С высокой набережной хорошо был виден центральный аэродром, но в этот солнечный день аэропланы не взлетали. Над городом установилась необычная тишина. Казалось, и войны не было. Сияло яркое солнце, и в Белое море быстро несла свои мутные воды Северная Двина.

Перед каменным зданием госпиталя стояла группа молодых мужчин в серых больничных бушлатах. Под бушлатами – бинты как напоминание о том, что эти молодые мужчины приплыли сюда, чтоб здесь оставить руку или ногу. А те, кто оставили головы, уже покоятся в мерзлой земле, но чаще – в болоте или в реке на корм прожорливым рыбам.

Когда вернулся Алесь с пропуском для Лены (на Фросю он взял заранее), Лена воскликнула:

– Ой, как много здесь раненых!

– Красные стараются, – равнодушно отозвался сержант и напомнил: – Нас уже дожидаются. Перед обедом я заходил к Георгию. Вы не удивляйтесь, он опять лежачий. Уже в госпитале подхватил «испанку». Хотя это зимняя болезнь и впереди лето, но мы умудряемся болеть круглый год… Вы шли сюда через площадь?

– Да, за Обводным каналом.

– Видели Кузнечевское кладбище? Обратили внимание, сколько там свежих могил?

– И там красные постарались? – Голос Фроси прозвучал иронично, но сержант не подал и виду, что у девушки никакого сострадания к погибшим солдатам и офицерам экспедиционных войск.

– Красные тут ни при чем, – сказал сержант. – Это все «испанка».

– Раньше мы о ней и не слышали, – подала голос молчавшая до сих пор Лена.

Она пытливо смотрела по сторонам, как будто видела эти здания в первый раз, эти небольшие с деревянными рамами окна. В них для себя она видела что-то новое. А новым, как догадывался сержант, было то, что окна изнутри затянуты плотными шторами, не пропускавшими солнечный свет.

– Здесь палаты?

– Операционные.

– А почему окна зашторены?

– У хирургов от яркого света быстро устают глаза. Хирургам приходится работать чуть ли не круглые сутки. Опять на реке тяжелые бои. Много раненых…

– А кто наступает?

Сержант сдержанно улыбнулся, понимая, что этих девушек не обманешь.

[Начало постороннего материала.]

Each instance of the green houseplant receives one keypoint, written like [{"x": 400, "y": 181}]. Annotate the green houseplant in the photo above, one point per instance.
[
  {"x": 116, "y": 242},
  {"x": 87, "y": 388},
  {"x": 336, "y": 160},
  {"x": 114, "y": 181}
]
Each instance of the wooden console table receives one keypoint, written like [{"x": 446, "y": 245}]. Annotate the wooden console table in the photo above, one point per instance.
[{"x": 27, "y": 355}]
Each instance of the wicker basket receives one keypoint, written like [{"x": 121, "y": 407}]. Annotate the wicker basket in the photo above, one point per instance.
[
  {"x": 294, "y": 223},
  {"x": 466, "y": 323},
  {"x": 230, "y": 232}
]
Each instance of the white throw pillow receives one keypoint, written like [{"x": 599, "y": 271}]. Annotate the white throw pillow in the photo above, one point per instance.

– Если читать американские газеты, наступают экспедиционные войска, если читать советские – наступает Красная армия.

И тут же с вопросом:

– А вы какие читаете?

– Никаких, – коротко ответили обе.

Они говорили правду. В Архангельске к лету 1919 года русские газеты уже не выходили. Правительство Северного края ограничивалось «Воззваниями» по каждому значительному событию. Более-менее регулярно издавался листок «Союз возрождения». Он имел свои отделения в Архангельске, Емце, Шенкурске, Онеге. Финансировали издание США, Англия и Франция.